A moment that re-runs in my head is Wikus the main ou, in a cellar beneath a squatter shack, coming upon a majestic enormous Star Wars command centre, shining and gleaming and intimidating as hell. He peers in horror and speaks as a township superintendent: “Fok. No, man. This is verry notta loud. Therre can be a fine.”

“Fok”, incidentally, constitutes half of Wikus’s word-count, proving that this is a genuinely 21st century film.

Then there’s White Wedding, by Jann Turner.

I haven’t met Jann and I’ve never written her name before and I have to clear some air here by recognising that while in her own right she is abundantly a person of renown, she is also the daughter of a father of renown, who was murdered in our name by a bullet that, we are sure, was paid for by our taxes. I’m sorry, Rick, RIP.

I see via Google that White Wedding has scored a bagful of triumphs, plus loot. You could have fooled me. I hardly heard of it when it was on circuit, and what I did hear gave me a vaguely gloopy feel – oh dear, back to bloody Black & White and all that.

Next thing it was off and I had to dig it up in the video store. Duty, y’know.

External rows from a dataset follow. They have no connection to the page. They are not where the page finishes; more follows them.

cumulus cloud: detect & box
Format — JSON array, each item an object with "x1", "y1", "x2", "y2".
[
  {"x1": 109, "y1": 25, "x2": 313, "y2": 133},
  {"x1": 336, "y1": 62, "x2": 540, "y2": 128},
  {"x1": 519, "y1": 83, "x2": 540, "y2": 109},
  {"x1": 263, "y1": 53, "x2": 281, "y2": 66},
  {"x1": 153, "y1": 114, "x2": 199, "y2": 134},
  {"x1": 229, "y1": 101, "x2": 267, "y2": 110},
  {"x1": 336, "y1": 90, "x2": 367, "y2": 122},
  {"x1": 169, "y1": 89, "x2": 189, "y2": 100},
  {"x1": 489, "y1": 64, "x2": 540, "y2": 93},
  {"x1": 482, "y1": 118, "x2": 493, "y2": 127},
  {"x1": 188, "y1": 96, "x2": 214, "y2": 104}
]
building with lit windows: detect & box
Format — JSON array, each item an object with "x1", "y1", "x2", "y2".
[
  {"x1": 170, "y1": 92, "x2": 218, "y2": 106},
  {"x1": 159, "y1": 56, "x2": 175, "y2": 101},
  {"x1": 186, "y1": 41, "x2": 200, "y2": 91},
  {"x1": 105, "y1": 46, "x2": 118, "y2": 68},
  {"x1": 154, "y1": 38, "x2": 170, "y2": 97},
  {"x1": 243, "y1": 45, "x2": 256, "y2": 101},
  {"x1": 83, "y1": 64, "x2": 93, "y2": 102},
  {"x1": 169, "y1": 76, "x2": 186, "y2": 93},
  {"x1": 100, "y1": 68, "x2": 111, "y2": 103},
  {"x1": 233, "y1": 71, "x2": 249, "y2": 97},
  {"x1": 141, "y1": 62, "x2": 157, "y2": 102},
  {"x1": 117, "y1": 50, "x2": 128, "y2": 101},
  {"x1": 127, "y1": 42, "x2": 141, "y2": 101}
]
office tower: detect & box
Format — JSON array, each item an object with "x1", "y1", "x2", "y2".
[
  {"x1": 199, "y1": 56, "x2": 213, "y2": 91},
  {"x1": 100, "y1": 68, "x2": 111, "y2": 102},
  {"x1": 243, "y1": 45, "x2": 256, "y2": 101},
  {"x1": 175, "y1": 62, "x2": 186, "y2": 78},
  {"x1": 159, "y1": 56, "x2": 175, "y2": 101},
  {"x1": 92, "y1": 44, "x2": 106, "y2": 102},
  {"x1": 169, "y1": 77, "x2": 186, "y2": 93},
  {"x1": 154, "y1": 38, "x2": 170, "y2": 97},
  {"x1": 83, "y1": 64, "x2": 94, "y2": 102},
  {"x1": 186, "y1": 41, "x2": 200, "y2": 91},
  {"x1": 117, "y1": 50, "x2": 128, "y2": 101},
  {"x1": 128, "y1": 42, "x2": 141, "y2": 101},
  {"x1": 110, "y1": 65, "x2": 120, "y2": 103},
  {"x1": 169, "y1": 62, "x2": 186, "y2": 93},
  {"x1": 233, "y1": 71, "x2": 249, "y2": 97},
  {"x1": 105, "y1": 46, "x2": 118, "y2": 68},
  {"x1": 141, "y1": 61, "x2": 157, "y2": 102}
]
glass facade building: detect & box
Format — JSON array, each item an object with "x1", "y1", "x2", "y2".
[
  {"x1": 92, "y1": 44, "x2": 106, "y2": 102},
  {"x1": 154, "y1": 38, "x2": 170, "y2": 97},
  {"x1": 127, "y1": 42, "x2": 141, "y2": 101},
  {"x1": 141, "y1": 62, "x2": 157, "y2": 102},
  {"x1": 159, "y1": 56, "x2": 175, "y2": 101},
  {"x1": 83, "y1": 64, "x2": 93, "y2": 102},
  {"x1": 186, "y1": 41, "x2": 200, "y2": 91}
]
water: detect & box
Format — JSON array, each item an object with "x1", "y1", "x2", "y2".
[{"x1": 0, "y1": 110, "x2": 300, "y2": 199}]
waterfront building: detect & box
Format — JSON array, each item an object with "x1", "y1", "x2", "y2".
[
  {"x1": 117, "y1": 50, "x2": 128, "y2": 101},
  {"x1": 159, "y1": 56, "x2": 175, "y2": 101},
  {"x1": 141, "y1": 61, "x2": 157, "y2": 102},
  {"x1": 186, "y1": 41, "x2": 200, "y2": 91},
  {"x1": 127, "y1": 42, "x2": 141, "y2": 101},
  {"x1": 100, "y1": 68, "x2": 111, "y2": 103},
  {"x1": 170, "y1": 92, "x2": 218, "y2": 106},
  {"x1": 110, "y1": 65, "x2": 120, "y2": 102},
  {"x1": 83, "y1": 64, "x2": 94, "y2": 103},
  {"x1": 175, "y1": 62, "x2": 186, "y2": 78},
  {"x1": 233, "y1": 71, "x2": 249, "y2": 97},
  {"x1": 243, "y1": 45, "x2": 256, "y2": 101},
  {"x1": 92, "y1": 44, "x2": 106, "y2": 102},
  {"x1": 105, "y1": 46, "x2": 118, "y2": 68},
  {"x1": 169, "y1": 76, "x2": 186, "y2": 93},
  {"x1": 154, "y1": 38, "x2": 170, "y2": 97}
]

Well, what a pure innocent gem it turned to be. The “White” doesn’t even mean “white”, really. It’s virtually exempt of race baggage. It’s a clever feel-good tale, told with vooma.

If I bring up District 9 with the veiled intention of reassuring old toppies that they can cope with it, I bring up White Wedding with the secret plot of waking up the neurotics who try to live in Little Pale Island. I think here of my friend Pete: “no, Denis, our world is shrinking, our people are leaving, everything is declining, because of the blacks. The last thing I want is to watch movies about them.” Aaarrgghh, numbskull, no wonder you’re miserable, closing up on yourself. Engage, man; open your eyeballs and embrace your compatriots. Not least, when you acknowledge things that go well you’re the better able to confront things that go wrong.

Last, The Silver Fez. Some people would say “no, this is not a movie, it’s a documentary”. That to me is like saying this is not a column, it’s a blog.

The Fez is on screen and it’s entertaining. Isn’t that what a movie is?

This one is entertainment-plus, not sommer ha-ha. Ha-ha comes in all right, but so does thought and joy and pity and tension and whodunit and a sense of being a little more connected with your world and your nation than you were 90 minutes ago.

Silver Fez is made by Lloyd Ross with Rian Malan, (who my autocorrect turns into Rain; I have to beat it back). Rian’s role is partly on-screen, with guitar. Lloyd’s is off, with camera.

Lloyd was makhulubaas-cum-bottlewasher of Shifty Records at the same time as I had the same job on Frontline magazine. Shifty lives on where Frontline is long deceased (mind you, Tony Sutton in Toronto has started a Frontline retrospective, http://coldtype.net/frontline.html) and Lloyd has gone on to be a RUC, Really Useful Citizen, and a unique one at that. This project, for instance, he deals grippingly with current life in South Africa without a mention (well, one, 5 seconds long) of the dreaded national politics. How unique is that?